In the instant case, plaintiff's counsel conceded, and necessarily so, that he made no claim of a latent defect or a danger unknown to the decedent. We think only a forced reading of the New York cases would avoid their application to this case. In 2 Harper & James, The Law of Torts § 28.5 (1956), the Campo decision was cited several times with critical comment. However that may be, the court, in its Inman decision, although citing Harper & James and hence fully cognizant of the comment therein, reaffirmed Campo.
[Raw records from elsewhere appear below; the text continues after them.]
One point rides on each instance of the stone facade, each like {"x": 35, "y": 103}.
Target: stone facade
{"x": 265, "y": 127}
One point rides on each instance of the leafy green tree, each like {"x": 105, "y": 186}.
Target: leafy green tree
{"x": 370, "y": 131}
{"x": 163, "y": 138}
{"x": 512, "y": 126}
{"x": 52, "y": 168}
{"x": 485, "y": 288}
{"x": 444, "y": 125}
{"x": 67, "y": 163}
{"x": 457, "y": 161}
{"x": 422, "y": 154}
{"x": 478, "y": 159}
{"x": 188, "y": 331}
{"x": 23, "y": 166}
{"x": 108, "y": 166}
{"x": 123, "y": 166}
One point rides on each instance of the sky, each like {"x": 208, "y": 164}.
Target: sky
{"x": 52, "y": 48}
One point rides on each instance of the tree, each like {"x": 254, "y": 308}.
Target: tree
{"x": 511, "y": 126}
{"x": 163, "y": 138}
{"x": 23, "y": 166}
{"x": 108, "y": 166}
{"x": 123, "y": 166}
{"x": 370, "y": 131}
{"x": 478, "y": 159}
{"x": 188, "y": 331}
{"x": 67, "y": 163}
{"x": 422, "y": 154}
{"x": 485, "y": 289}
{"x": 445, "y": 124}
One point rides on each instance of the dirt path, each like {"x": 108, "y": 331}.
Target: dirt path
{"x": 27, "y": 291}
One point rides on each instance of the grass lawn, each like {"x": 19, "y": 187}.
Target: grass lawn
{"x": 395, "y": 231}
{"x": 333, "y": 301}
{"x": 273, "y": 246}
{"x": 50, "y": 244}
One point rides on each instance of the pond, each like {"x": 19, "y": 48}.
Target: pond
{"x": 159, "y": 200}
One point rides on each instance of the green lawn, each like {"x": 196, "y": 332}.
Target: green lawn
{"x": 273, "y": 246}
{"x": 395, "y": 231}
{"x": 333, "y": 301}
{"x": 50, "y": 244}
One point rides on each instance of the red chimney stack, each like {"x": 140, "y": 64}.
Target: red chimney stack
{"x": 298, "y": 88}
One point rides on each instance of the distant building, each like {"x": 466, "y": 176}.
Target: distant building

Apparently the court still felt that an extension of the MacPherson-Buick rule to cover an obvious defect in design and an obvious danger could properly be accomplished only by legislation — a view previously expressed in Campo. And we must apply the law as enunciated by the Court of Appeals of the State. Erie R. Co. v. Tompkins, 304 U.S. 64, 58 S.Ct. 817, 82 L.Ed. 1188.

Affirmed.

CLARK, Chief Judge (dissenting).

In New York, as well as elsewhere, the extent of one's duty to refrain from negligent conduct is measured by the scope of the risk which such conduct foreseeably entails. Palsgraf v. Long Island R. Co., 248 N.Y. 339, 162 N.E. 99, 59 A.L.R. 1253. And this law is the same for manufacturers as for other members of society. Crist v. Art Metal Works, 230 App.Div. 114, 243 N.Y.S. 496, 499, affirmed 255 N.Y. 624, 175 N.E. 341; Noone v. Fred Perlberg, Inc., 268 App.Div. 149, 49 N.Y.S.2d 460, 463, affirmed 294 N.Y. 680, 60 N.E.2d 839; Liedeker v. Sears, Roebuck & Co., 249 App.Div. 835, 292 N.Y.S. 541, affirmed 274 N.Y. 631, 10 N.E.2d 586. The Campo and Inman decisions did not shift the basic inquiry as to the reasonable foreseeability of the danger to a sterile definitional quibble over whether the injury was caused by a "latent" or a "patent" defect.